The front door blew completely off the hinges in a gust of air, careening drunkenly across the room and whacking me in the shoulder. In the doorway stood one utterly disheveled, grumpy-looking wizard, his staff leveled like the supernatural big brother of a combat shotgun.
Sanguinarian One fired off one wild, useless burst, unable to properly prioritize between wizard and coyote hostages before Charles flattened him with a dense burst of wind that visibly warped the air, his staff vibrating like a tuning fork. Office chairs and the heavy table flipped across the room like pieces of paper, caught by the edges of Charles’ condensed, weaponized cyclone. The blood vampire lost his firearm somewhere in the chaos as he struck the opposite wall and flattened against the cracking paneling.
I picked up Broken Needle and tossed him into the windstorm too.

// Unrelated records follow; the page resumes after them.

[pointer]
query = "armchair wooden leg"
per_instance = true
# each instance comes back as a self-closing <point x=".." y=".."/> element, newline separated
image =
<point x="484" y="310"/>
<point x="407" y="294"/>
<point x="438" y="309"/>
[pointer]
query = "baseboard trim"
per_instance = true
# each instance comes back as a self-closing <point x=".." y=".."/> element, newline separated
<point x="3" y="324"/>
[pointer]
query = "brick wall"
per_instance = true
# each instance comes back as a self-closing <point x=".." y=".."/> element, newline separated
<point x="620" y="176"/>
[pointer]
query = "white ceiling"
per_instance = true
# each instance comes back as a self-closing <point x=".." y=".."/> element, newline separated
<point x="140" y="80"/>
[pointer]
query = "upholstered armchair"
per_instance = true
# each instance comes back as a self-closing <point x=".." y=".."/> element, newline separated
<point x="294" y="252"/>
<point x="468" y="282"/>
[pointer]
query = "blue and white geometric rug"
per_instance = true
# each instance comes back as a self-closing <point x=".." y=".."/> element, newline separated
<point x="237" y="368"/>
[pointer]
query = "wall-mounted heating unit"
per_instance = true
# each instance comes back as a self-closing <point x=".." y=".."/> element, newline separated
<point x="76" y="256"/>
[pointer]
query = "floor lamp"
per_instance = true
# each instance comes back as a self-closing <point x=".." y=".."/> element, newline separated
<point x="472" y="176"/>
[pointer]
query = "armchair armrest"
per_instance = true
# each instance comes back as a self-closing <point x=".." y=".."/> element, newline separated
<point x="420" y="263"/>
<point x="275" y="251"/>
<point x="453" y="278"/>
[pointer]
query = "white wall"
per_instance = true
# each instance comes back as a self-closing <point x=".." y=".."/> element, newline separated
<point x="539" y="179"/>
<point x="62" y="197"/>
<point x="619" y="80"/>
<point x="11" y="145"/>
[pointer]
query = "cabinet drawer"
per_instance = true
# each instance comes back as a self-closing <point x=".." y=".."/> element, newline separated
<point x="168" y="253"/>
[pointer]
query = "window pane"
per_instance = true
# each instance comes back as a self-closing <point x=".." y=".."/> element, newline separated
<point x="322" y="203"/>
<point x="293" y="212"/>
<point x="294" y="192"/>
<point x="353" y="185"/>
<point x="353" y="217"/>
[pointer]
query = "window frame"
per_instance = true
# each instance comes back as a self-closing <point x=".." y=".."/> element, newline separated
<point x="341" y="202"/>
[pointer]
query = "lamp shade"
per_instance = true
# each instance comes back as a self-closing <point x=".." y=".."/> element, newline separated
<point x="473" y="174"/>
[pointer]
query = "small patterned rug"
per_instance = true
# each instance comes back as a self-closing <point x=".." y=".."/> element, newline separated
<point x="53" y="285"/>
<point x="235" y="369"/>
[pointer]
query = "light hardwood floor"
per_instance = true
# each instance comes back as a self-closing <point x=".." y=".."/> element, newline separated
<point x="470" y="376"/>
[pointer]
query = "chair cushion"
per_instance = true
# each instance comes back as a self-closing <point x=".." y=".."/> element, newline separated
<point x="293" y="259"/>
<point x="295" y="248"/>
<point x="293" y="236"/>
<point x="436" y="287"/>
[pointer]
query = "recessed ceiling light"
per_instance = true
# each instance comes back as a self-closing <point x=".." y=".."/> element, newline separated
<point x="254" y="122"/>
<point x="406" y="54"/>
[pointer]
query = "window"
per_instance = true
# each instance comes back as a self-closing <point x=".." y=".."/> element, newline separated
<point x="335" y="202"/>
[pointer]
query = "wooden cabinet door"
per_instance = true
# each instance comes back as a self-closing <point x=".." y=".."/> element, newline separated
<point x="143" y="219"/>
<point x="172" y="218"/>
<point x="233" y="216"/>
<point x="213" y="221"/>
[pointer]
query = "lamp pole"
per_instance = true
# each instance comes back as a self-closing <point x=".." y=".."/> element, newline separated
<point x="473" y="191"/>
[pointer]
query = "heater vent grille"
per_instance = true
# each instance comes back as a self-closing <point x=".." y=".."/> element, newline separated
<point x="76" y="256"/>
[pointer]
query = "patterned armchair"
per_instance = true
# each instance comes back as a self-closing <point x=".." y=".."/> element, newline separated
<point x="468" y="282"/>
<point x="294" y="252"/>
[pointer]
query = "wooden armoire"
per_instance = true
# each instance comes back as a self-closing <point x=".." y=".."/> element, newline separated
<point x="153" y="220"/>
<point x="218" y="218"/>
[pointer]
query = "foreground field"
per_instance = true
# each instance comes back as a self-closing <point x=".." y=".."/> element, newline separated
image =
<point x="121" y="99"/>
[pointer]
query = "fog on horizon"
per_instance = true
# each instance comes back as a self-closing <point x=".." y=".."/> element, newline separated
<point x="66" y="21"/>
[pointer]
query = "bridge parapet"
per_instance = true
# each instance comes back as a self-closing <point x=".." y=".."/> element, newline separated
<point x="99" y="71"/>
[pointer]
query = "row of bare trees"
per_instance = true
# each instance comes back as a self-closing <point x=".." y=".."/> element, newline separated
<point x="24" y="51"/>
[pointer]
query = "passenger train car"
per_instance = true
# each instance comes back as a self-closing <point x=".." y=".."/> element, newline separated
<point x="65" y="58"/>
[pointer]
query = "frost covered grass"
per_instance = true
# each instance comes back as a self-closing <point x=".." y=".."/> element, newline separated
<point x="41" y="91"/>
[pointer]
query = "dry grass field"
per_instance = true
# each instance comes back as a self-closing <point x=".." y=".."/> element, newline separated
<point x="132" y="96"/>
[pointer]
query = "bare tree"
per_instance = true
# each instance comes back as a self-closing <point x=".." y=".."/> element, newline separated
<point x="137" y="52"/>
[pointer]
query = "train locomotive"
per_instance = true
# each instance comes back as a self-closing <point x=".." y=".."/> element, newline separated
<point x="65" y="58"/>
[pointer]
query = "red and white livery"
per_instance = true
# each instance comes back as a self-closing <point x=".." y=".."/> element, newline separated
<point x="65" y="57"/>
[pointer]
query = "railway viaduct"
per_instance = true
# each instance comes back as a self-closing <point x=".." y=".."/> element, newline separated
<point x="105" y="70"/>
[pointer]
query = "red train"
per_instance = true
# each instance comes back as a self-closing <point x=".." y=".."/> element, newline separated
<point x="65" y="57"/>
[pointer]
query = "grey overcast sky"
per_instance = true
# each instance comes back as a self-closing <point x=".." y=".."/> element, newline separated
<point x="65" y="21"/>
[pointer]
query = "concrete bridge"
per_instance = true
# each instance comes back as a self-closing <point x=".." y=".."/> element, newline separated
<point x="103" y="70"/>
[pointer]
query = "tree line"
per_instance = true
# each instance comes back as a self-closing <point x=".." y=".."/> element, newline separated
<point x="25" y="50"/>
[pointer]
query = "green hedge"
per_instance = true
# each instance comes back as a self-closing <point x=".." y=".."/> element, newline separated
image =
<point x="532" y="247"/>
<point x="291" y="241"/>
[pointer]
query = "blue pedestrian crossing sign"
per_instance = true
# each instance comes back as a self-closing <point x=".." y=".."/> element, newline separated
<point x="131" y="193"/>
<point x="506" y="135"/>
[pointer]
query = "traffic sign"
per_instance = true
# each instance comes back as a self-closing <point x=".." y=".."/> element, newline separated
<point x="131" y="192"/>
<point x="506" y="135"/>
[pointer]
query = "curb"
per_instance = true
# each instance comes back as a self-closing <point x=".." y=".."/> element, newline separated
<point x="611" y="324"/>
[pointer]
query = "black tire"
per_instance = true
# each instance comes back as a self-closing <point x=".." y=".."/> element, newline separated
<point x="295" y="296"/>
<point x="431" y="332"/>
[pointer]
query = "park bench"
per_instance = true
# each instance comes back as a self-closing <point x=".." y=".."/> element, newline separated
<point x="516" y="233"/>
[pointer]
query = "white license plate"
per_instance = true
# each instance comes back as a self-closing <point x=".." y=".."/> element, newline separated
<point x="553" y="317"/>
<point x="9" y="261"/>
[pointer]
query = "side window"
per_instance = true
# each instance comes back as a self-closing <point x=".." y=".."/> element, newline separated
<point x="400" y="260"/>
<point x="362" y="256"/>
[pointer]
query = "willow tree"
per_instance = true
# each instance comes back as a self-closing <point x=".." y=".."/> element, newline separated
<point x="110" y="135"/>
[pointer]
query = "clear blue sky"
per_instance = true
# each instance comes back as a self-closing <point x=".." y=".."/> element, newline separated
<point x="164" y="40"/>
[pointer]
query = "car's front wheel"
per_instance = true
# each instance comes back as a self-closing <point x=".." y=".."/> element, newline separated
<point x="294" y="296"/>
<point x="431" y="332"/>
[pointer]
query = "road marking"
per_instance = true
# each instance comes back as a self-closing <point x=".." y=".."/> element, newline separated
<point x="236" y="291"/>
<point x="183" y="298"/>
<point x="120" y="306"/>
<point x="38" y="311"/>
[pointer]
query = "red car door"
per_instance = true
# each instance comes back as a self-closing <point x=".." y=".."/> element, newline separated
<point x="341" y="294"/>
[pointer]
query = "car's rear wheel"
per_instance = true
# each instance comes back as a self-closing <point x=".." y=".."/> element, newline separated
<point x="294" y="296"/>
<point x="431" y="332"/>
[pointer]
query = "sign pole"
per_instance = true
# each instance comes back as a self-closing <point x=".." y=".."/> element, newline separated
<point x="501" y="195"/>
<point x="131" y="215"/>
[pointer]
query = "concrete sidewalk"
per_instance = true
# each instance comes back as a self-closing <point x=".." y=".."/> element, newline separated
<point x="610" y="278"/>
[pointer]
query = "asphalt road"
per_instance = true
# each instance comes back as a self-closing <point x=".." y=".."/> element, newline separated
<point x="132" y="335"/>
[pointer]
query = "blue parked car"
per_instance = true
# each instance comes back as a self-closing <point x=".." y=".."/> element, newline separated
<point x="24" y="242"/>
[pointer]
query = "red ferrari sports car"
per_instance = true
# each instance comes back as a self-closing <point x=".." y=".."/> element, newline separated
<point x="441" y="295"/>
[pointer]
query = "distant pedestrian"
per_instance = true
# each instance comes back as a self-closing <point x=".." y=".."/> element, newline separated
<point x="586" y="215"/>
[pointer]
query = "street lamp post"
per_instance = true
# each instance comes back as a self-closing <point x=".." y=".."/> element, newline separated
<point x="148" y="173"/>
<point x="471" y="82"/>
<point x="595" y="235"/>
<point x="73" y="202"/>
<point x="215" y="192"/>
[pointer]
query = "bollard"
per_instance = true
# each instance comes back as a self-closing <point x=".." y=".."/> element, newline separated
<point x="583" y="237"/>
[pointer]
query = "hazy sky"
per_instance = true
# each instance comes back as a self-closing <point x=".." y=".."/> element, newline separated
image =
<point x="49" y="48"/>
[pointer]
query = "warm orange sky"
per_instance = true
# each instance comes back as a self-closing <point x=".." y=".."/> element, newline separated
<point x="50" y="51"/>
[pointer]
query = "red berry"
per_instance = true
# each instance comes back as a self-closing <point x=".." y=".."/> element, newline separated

Static danced along my hair and exposed skin with audible crackles as Charles stepped up the intensity even more. Even through the concentration and beads of sweat popping out all across his forehead, he turned and met my eyes.
“What the hell are you waiting for?” he snapped. “Go check on Tamara!”
Chapter Five
Upstairs throwdown
I cracked the first two steps as I thundered up the stairs.
I could still hear Tamara’s heartbeat, along with Kitty’s more frantic one, so I knew they were still alive. But why had I assumed the downstairs ambush would be the only one?
Hubris was kicking my ass today.
Breaching the top steps and stumbling to a halt, a loft office lit by a single blazing bulb was laid out before me. Beneath the naked light bulb was a metal office table, and behind it, a hard-backed, sturdy metal chair.